The measure will help San Francisco build the affordable housing needed for its lowest-income residents and much-needed teacher housing. We submitted the measure to the Department of Elections on November 21 in hopes that it will be placed on next year’s ballot.
San Francisco is facing a severe housing shortage driving its worst affordability crisis in recent memory. The urgent need for subsidized affordable and teacher housing is clear.
The ballot measure would streamline construction of affordable and teacher housing by ensuring projects receive by-right approval. Under our ballot measure, affordable and teacher housing projects would get permitted without being subject to arbitrary discretionary hearings. Only projects that comply with the underlying zoning and planning code would be expedited.
This measure will implement much of the by-right approval included in Senate Bill 35, the recently-passed state bill from State Senator Scott Wiener that expedites housing across California. It will bring San Francisco into compliance with state law and ensure the city actually builds the affordable housing we so desperately need.
Because this ballot measure expedites subsidized affordable housing, only projects reserved for those making up to 80% of area median income in rental units and 120% of area median income in ownership units would be expedited under this ballot measure, as well as housing for teachers and school staff.

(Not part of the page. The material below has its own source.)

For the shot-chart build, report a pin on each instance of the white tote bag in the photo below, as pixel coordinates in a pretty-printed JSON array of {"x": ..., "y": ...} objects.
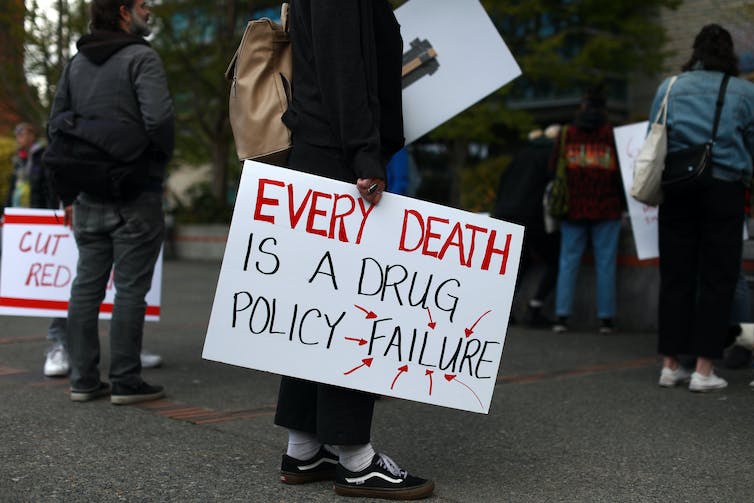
[{"x": 650, "y": 161}]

“This ballot measure is a critical step toward ending our housing shortage and creating homes for everyone who wants to be part of this diverse, welcoming city we all love,” said Laura Foote Clark, Executive Director of YIMBY Action. “San Francisco has historically underproduced housing at these income levels. This ballot measure will ensure more speedy delivery of these badly-needed homes.”
Discretionary review in particular is a costly process whereby frivolous objections can slow down affordable housing for months or years, as happened to the Booker T. Washington Community Center affordable housing project, which saw costs rise some $10 million after a five-year slowdown from various process delays. More recently, the senior housing project at 1296 Shotwell St. was delayed after neighbors appealed the nine-story building due to height, shadow, and traffic concerns.
This measure will save taxpayer money for the city government and non-profit affordable housing developers, allowing them to build more units of affordable housing with existing funds.
Our ballot measure would also, for the first time, mandate San Francisco prioritize the speedy construction of subsidized affordable housing to mitigate our housing shortage and affordability crisis.
San Francisco residents know the production of affordable housing is of utmost importance. This ballot measure is the first step to lowering the cost and increasing the amount of such housing, and we’re confident San Franciscans will vote it into law next year.